The 17th Century French philosopher RENé DESCARTES said that he got all his inspiration sitting inside a stove. This has puzzled many a modern thinker, who has assumed that he must have meant 'by a stove' or 'looking into a stove'. Not a bit of it, 'stove', strictly, means a single heated space, and in Descartes day that meant a heated room.
Russian brick PETCHE stoves are famously efficient, and can store heat for days. In villages of northern Siberia many older houses still have the family bed built onto the top of the stove.
American author MARK TWAIN in Europe and Elsewhere, loved the German Kachelofen stoves "To the uninstructed stranger it promises nothing; but he will soon find that it is a masterly performer... Small-sized fuel is used, and marvelously little of that. The door opens into a tiny cavern which would not hold more fuel than a baby could fetch in its arms. [Yet] all day long and until past midnight all parts of the room will be delightfully warm and comfortable." On the other hand, he wasn't too impressed by the stoves back home at that time: "The American wood stove, of whatsoever breed, it is a terror. There can be no tranquility of mind where it is. It requires more attention than a baby. It has to be fed every little while... and when your wood bill comes in you think you have been supporting a volcano."
Traditionally, SOAP is made from wood ash and fat. Wood ash was soaked in water for several days and the acrid 'lye water' drained off, to be boiled down until so concentrated that an egg will float in it, then stewed with clarified animal fat.

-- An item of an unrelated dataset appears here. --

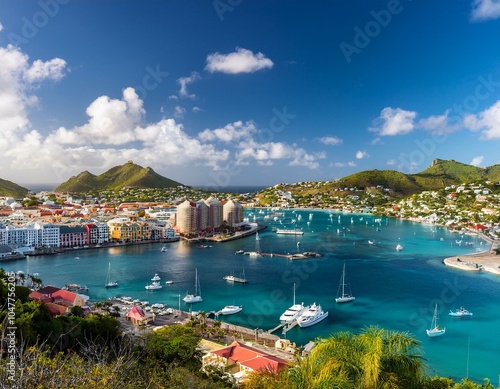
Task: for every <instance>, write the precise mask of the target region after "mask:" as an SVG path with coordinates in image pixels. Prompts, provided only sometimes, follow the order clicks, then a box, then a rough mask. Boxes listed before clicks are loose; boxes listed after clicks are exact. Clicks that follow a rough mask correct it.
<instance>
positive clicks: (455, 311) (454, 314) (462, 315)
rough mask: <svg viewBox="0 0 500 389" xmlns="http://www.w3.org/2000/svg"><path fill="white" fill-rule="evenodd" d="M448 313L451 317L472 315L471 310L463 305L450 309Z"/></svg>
mask: <svg viewBox="0 0 500 389" xmlns="http://www.w3.org/2000/svg"><path fill="white" fill-rule="evenodd" d="M449 315H450V316H453V317H464V316H472V312H469V311H468V310H467V309H465V308H464V307H460V309H457V310H456V311H455V312H453V311H450V313H449Z"/></svg>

The ROYAL HORTICULTURAL SOCIETY tell us that "Ash from untreated wood has a slight liming action and can be used to raise soil pH. Where ash contains larger particles, its incorporation also helps to improve soil structure. Ash produced from young sappy prunings contains a useful proportion of potassium and traces of other nutrients while older wood tends to contain lower concentrations of nutrients. If the ash is collected fresh, it will supply these in a soluble form. The actual nutrient content of ash varies so precise application is difficult. An alternative to soil application is to apply it in thin layers to the compost heap where it blends readily with other materials. Coal ash is best avoided because it has a negligible nutrient content and its fine particle size means it is of little benefit to soil structure."